Solid-state batteries remain several years from auto showrooms. The auto industry is pursuing the batteries, which replace liquid electrolytes with a solid ceramic or glass material, because of their potential to carry decisively more energy, charge faster and improve vehicle safety by reducing flammability over other types of lithium-ion batteries.
Now, Mercedes-Benz and solid-state battery manufacturer Factorial Energy have reached a hopeful halfway point, strapping semi-solid-state cells to the German automaker’s flagship electric sedan.
Mercedes announced it has begun road-testing the prototype cells in its EQS full-size sedan. Woburn, Massachusetts-based Factorial Energy supplies the pouch-format cells, and co-developed the pack with Mercedes-AMG High Performance Powertrains, the automaker’s Formula 1 racing subsidiary in Brixworth, U.K.

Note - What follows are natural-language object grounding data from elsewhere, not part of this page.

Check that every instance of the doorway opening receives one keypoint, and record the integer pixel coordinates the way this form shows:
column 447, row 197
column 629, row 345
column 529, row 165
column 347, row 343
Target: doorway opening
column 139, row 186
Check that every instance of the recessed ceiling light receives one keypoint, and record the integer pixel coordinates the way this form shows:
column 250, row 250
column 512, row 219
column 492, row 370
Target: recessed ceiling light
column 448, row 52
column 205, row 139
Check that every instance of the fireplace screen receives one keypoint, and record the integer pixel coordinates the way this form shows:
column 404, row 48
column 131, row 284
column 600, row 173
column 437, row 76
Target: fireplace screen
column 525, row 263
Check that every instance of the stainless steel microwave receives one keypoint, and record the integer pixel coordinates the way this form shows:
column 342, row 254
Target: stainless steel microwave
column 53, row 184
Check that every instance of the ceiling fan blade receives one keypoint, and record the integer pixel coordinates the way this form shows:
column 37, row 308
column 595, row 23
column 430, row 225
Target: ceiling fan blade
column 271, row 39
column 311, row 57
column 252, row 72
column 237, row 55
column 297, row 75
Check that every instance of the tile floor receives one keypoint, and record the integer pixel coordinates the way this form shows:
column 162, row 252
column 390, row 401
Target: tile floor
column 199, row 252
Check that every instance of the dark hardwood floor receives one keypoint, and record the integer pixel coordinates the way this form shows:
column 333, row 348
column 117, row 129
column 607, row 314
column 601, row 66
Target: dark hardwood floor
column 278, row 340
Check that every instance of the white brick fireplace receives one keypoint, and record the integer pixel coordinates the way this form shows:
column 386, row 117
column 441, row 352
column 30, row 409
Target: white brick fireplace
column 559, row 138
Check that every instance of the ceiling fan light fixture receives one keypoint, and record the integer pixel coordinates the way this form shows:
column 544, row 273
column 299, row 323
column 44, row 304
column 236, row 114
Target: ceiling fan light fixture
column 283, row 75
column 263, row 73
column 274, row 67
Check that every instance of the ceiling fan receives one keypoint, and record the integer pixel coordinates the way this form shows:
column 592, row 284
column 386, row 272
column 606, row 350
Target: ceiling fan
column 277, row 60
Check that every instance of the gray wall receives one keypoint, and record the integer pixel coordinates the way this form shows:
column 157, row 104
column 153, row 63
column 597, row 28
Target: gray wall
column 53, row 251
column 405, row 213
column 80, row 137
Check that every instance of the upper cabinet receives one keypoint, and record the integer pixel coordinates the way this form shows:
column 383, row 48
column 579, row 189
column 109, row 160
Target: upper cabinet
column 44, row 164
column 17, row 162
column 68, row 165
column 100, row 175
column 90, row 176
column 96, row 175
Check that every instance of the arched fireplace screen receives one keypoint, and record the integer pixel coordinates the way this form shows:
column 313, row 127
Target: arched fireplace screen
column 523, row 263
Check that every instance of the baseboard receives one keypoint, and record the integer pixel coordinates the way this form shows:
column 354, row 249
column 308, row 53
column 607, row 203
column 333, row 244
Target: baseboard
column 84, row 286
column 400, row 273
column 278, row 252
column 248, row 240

Mercedes says the battery delivers a real-world driving range beyond 1,000 kilometers (620 miles), about 25 percent farther than a conventional lithium nickel manganese cobalt oxide battery of the same size and mass. For comparison, the 2025 EQS 450+ is currently rated for 800 kilometers (497 miles) of range on Europe’s optimistic Worldwide Harmonized Light vehicles Test Procedure (WLTP) cycle, but just 627 kilometers (390 miles) on the U.S. Environmental Protection Agency’s more realistic estimates.
Mercedes and Factorial say the semi- (or “quasi-”) solid-state lithium-metal battery is the world’s first to make the jump from laboratory benches to a roadgoing car. Mercedes began conducting lab tests in Stuttgart at the end of 2024 before embarking on street testing in February.
“Being the first to successfully integrate lithium-metal solid-state batteries into a production vehicle marks a historic achievement in electric mobility,” says Siyu Huang, CEO and co-founder of Factorial Energy.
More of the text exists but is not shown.